Data Preprocessing
For a better performance, two data preprocessing techniques were employed in this study.
First, we removed the duplicate data in the dataset as some GPS points were recorded more than once
due to recording errors on the GPS device. Second, according to common sense, we removed some
outlier trajectories, which were deemed abnormal. For instance, if the average speed of a trajectory
marked as “walking” exceeded 10 m/s, or if the average speed of a trajectory marked as “biking”
exceeded 25 m/s, we identified them as abnormal trajectories and removed them from the dataset.
Feature Extraction
Feature engineering plays an important role in recognizing the transportation modes. Feature
engineering is the process of using domain knowledge to create features to enable machine learning
methods to work well; to achieve differentiated results in the recognition of transportation modes and
to extracted a large number of features from the processed GPS trajectories. These features can then be
categorized into global features and local features. Global features refer to descriptive statistics for
the entire trajectory, which makes trajectories more comparable, and the local features extracted by
profile decomposition reveal more detail in movement behavior. The following subsections explain
each category feature in detail.
(1) Mean: This is a measure of the central tendency of the data sets.

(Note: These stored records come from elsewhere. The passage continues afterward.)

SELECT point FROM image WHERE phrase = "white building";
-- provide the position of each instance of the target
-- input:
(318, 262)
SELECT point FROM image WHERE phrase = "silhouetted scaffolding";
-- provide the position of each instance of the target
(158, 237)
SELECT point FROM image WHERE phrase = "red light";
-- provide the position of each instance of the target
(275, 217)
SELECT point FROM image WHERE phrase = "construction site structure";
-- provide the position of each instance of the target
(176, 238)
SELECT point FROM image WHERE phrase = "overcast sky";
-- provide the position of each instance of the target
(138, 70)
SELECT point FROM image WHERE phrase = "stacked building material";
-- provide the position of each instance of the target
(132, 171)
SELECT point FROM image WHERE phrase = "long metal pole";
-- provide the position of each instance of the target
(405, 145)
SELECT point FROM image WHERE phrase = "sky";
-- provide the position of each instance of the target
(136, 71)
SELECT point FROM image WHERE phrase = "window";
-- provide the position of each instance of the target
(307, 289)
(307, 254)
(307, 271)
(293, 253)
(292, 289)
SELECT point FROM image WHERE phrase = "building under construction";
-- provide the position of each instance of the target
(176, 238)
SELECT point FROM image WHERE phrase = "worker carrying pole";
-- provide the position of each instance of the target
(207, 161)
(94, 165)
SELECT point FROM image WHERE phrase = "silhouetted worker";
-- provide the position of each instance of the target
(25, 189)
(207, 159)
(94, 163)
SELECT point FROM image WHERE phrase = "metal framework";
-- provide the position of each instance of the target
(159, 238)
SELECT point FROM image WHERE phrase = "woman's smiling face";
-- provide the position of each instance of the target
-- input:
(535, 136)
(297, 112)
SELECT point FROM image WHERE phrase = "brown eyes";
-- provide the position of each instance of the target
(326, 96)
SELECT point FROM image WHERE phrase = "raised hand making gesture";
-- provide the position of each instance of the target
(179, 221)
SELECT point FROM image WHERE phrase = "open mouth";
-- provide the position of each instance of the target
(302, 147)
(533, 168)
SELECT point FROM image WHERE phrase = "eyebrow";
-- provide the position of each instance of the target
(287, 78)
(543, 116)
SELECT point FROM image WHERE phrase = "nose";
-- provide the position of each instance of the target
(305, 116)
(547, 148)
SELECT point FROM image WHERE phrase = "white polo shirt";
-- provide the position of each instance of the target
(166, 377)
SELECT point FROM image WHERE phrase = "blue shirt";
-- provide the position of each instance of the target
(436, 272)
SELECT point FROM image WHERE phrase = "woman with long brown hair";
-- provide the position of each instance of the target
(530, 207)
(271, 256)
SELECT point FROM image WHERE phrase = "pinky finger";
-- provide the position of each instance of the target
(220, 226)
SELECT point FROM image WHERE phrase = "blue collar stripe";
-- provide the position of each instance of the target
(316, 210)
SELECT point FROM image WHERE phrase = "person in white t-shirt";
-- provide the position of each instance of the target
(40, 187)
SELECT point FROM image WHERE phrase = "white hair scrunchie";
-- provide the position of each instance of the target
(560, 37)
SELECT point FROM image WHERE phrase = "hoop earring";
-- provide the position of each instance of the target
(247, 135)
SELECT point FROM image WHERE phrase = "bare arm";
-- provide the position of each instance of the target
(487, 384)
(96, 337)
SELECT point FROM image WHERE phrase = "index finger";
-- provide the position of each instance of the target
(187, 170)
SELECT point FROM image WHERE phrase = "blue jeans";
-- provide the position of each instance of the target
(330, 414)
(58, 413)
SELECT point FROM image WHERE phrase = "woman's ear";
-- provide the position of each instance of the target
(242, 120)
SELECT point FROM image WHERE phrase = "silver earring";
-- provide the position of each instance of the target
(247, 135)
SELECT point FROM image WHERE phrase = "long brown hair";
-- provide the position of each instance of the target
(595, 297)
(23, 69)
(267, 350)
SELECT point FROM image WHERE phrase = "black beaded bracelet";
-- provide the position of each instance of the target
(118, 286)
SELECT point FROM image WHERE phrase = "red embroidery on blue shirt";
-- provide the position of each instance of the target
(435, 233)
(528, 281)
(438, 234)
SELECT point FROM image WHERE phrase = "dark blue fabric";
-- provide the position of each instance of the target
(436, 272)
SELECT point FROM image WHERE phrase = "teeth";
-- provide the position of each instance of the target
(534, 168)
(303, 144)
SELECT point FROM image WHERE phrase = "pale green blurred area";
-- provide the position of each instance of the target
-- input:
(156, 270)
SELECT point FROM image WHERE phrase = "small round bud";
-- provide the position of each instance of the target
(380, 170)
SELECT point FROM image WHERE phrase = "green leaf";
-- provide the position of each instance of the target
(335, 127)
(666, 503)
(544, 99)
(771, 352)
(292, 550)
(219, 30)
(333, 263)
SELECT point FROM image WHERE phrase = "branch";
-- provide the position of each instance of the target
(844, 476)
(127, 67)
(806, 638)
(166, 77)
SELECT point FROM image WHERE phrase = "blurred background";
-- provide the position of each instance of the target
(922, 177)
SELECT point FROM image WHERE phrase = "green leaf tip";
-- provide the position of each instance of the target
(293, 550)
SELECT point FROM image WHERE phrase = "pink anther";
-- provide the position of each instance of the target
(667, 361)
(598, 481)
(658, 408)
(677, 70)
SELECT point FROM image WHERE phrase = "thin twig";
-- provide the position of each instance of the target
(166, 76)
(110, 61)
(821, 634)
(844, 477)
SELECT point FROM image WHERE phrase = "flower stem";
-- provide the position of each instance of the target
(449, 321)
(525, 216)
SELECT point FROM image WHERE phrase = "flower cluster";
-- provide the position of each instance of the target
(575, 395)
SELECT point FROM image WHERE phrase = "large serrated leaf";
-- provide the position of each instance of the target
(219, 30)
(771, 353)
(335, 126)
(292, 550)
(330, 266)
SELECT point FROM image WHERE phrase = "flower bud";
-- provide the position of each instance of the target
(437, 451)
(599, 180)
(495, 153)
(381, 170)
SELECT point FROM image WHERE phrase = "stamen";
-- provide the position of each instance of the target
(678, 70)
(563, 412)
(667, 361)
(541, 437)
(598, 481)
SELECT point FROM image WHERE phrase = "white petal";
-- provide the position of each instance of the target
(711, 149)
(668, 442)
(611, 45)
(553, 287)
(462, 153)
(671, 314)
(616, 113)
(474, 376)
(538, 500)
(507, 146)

(2) Stand deviation: This is a measure that is used to describe the dispersion of a set of data values.
(3) Mode: The mode represents the value that occurs most frequently in the sets; the parameters are
first rounded into integers as the parameters are continuous values.
(4) Top three value, Minimum three value: These parameters are to reduce the error brought by the
abnormal point with positional errors.
(5) Value ranges: The maximum value minus the minimum value.
(6) Percentile: A measure that represents the value below a given percentage of observations which is
used in statistics.we select the 25th percentile (lower quartiles) and 75th percentile
(upper quartiles).
(7) Interquartile range: This parameter is equal to the difference between the lower and
upper quartiles.
(8) Skewness: This is a measure of asymmetry of the probability distribution of a real-valued random
variable about its mean, which can be used to describe the distribution of movement parameters.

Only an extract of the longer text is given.